The more we know about stuff, the less confident we can have in past decisions in the courts.  DNA has revolutionized the courts, so that we can rule people in and out pretty effectively revealing past miscarriages of justice.
New research shows how people who were apparently uninvolved in a crime could provide such a detailed account of what occurred, allowing prosecutors to claim that only the defendant could have committed the crime.
So, we have people--the mentally ill or impaired, kids, the pressured--confessing to crimes they did not commit.  And they do so believably because the facts of the crime enter the conversation via the police during the interrogation.
Instead, he said, “almost all of these confessions looked uncannily reliable,” rich in telling detail that almost inevitably had to come from the police. “I had known that in a couple of these cases, contamination could have occurred,” he said, using a term in police circles for introducing facts into the interrogation process. “I didn’t expect to see that almost all of them had been contaminated.”

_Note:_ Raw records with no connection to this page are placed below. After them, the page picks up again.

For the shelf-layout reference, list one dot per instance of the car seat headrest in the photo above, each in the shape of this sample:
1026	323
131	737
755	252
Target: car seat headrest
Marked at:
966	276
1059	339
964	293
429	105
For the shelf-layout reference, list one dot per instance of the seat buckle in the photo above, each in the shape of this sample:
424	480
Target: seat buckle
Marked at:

 This again reminds of the disparate outcomes in the US justice system, that whites do far better than African-Americans and that the race of the victims matter a great deal.  We now have some more info to understand these outcomes, as the police might just press suspects more in such situations than white on white or black on black crimes.  And this is where the wealth of the suspect matters as well--defense attorneys that cost $$ are probably going to be better armed to prevent or undermine a confession than a public attorney.  Especially in a place like Texas where the attorneys used to be (and perhaps still are?) appointed by judges who took campaign contributions from the aforementioned attorneys (even Lee Child, the novelist, found this problematic in one of his books).*

Gee, I wonder what would have happened if they had DNA evidence for the OJ trial.  Oh, they did?  Never mind. 

DNA is not a panacea:
Proving innocence after a confession, however, is rare. Eight of the defendants in Professor Garrett’s study had actually been cleared by DNA evidence before trial, but the courts convicted them anyway.

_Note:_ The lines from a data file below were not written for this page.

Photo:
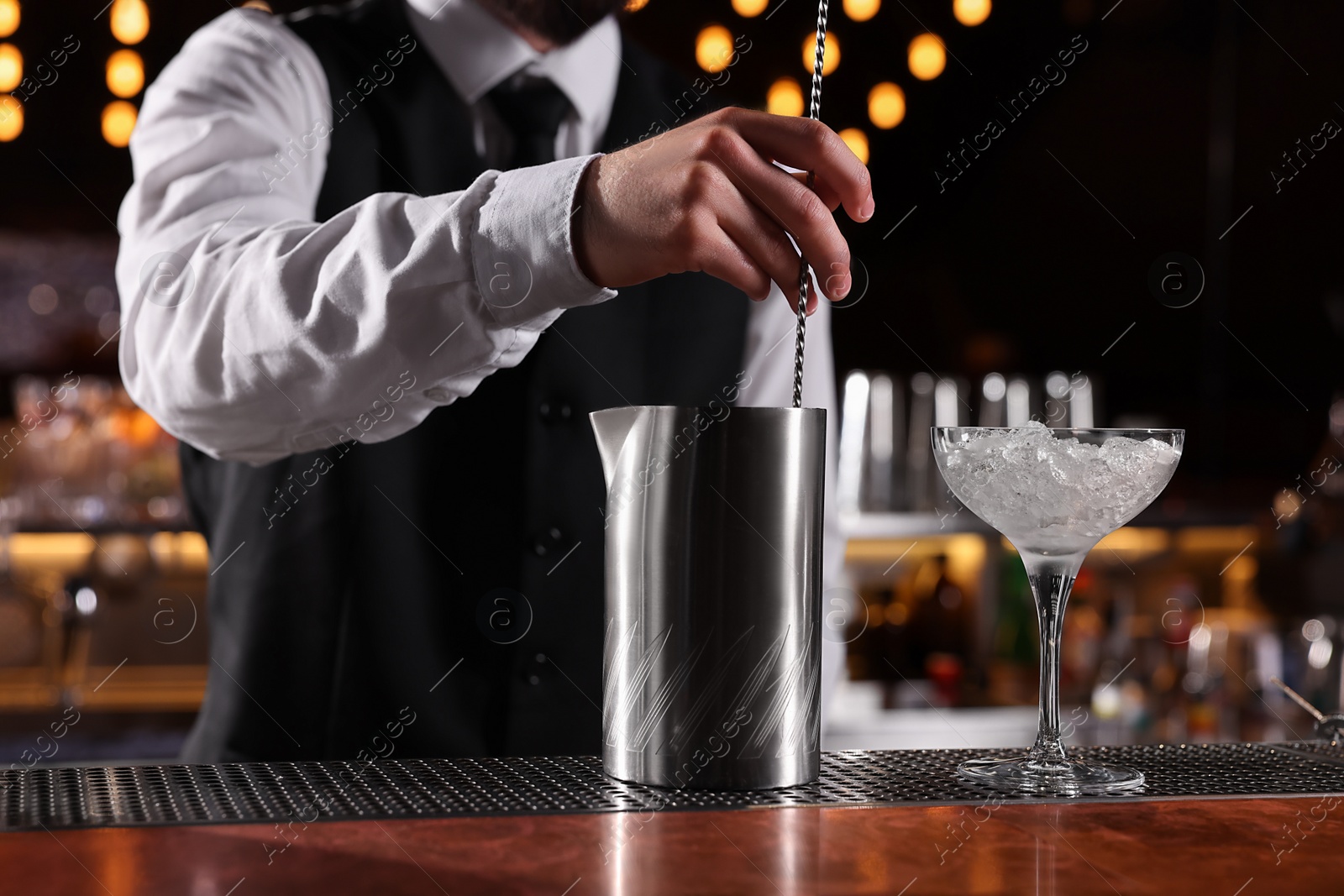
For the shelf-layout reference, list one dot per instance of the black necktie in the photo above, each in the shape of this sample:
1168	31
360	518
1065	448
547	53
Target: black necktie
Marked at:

Jim Trainum, a former policeman who now advises police departments on training officers to avoid false confessions, explained that few of them intend to contaminate an interrogation or convict the innocent.
“You become so fixated on ‘This is the right person, this is the guilty person’ that you tend to ignore everything else,” he said. The problem with false confessions, he said, is “the wrong person is still out there, and he’s able to reoffend.”

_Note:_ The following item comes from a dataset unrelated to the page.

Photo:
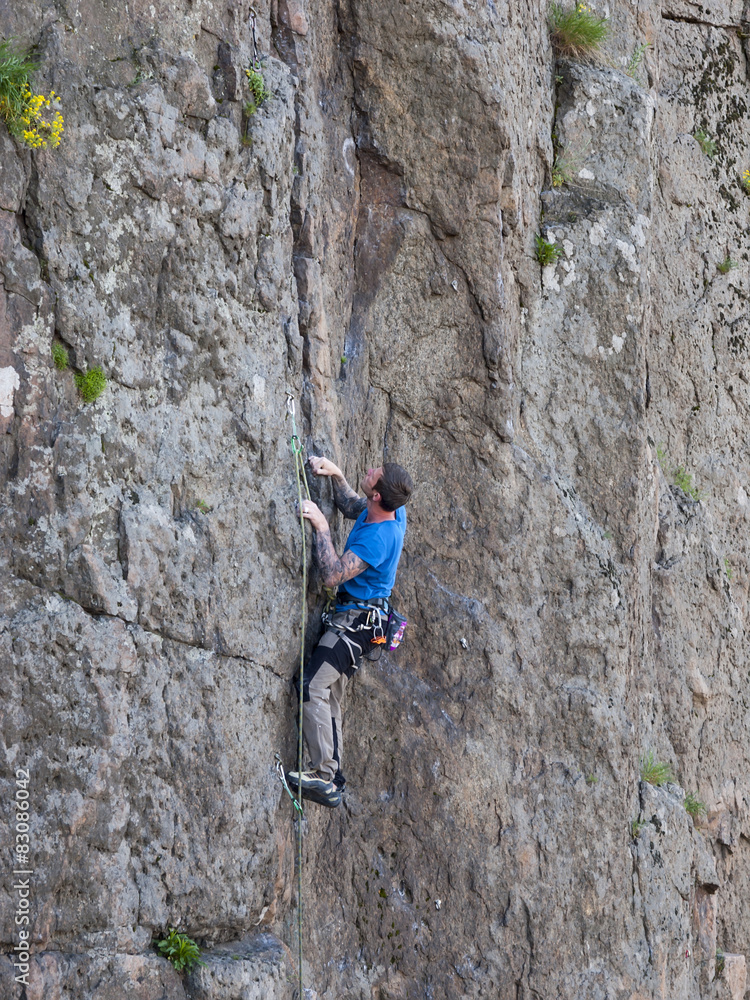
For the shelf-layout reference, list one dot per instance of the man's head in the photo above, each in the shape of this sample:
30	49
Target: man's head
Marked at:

The key, of course, is getting representation before interrogation is underway.  And another key is better information like this piece about the reality that confessions may not be that much more reliable than witnesses.

The most important lesson: invest in social science--it can save lives.  Ok, that was self-serving but true nonetheless.

*  Indeed, I knew that GW Bush was severely flawed when I found out he vetoed a bill that would have changed how Texas picked its public defenders so you would not have folks who fell asleep in court and put up sham defenses when awake.